11) The λth page l! Correct “N-methyl, tetradecanamide” in the second line to “N-methylnato-2-decaneamide”.

12) Delete "≠-titanium sulfur...~μm cyanoxyl," in the 2nd and 3rd lines of page j4c.

1g) 3rd! Change "/, 2, J, Hiro-triazole" to "/, ko," on the first row of the page.
J, 4cm Tetrazole”.

14) Page 35, bottom line r　c　xm　),'' r (Xm), (XI[I’),” and correct it.

15) 3rd page 1st line r CXIV ), CXV ml J to r (XIV
), I:X]V':l, CXV ), [:XV':IJ
and correct it.

16) No. ≠ 7) i/7th line "Chain transfer constant" "The chain transfer constant is" and correct it.

17) Shine the grass zf〒8 and correct it.

18) Page 35, bottom line and correct it.

19) Page 72, line l “E(Mn)XJ rE(-M-)nXJ and correct it.

20) Between the 73rd line and the lth line on page 7-2, add “-2EM
Insert n-→E-eM-)-1, EJ.

21) Page 72, line 16 “E(Mn)XJ "E+M+-nX" and correct it.

22) Page 73, line 7 After “more than or equal to the number of carbons” Insert all "with a chain transfer constant of 0.1 or more and 20 or less."

23) In line 71jE, “General formula [XX■], [XXV) J t” General formula C
XXIV) J.

24) Page 27, line 1 ” and correct it.

25) Number 6 on page 6 "7×l0-3" “/xIO3J and correct it.

26) Page 103, line "Rotan silver" "Roda/@" and correct it.

27) The structural formula of compound C-(to) on page 12≠ is [ ” and correct it.

2B) 1st J! The structural formula of compound C-1 on page `` ” and correct it.

29) No. ity page ” Insert.

no) Page 72, table 3, footnote (3) “to CMSJt- "I CMS" and correct it.

31) The 7th line of Table 3 on the 1st reference page is corrected to "2-hexadecanol /X1O-3J".

32) No. 2/6 page!
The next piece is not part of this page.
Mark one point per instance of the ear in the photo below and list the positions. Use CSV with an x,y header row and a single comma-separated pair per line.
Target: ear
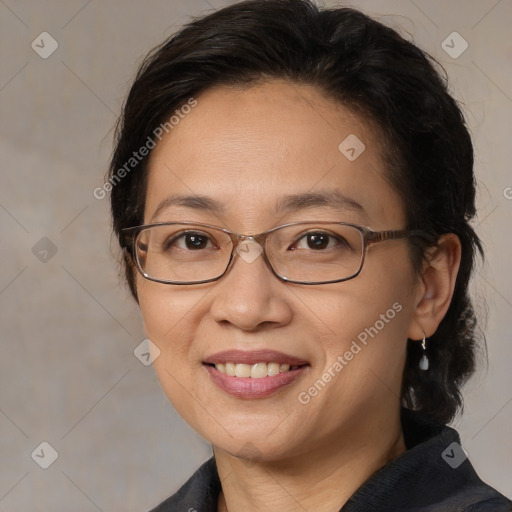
x,y
435,286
Notes column for sample 'l-07 in the table
Insert "Comparative Example".

1.Display of the incident Showa tco year special application No. 2121?2
No. 20 Title of the invention Silver halide power 2 - Photographic light-sensitive materials 3 Relationship with the case of the person making the amendment Patent applicant The description in the "Detailed Description of the Invention" column is amended as follows.

(1) 1st/2nd line from the bottom of the page "Phenylene group" "Arylene group" and correct it.

(2) Page 12! row "Phenylene group" "Arylene group" and correct it.

(3) Page 12, line 2 "Phenylene group" "Arylene group" and correct it.

(4) Page 17, line O r　SRI”　J r-8R18J and correct it.

(5) Page 0, line 10 [l~JOJt- [2~JOJ and correct it.

(6) Page 0, line 1 [t~30J [7~j17J and correct it.

(7) 2nd line from directly below to Hiroyukime "Ethylsulfonamide" "Ethanesulfonamide" and correct it.

(8) Page V7, line 20 r　(XX[)　J r　(X)I’l　J and correct it.

(9) 4th ct page 2nd line r (XXI) J r　(XXI’:]　J and correct it.

Kan No. 1091g Compound C- (The structural formula of 11 is “ and correct it.

all alE/ P$ Page, right below, line J [) Insert “reciprocal” before “logarithm”.

Claims (1)

[Claims] The lipophilic polymer coupler is obtained by polymerization using a chain transfer agent having a carbon number of 8 or more and a chain transfer constant of 0.1 to 20 with respect to the monomeric coupler. A silver halide color photographic material characterized in that it is a silver halide color photographic material.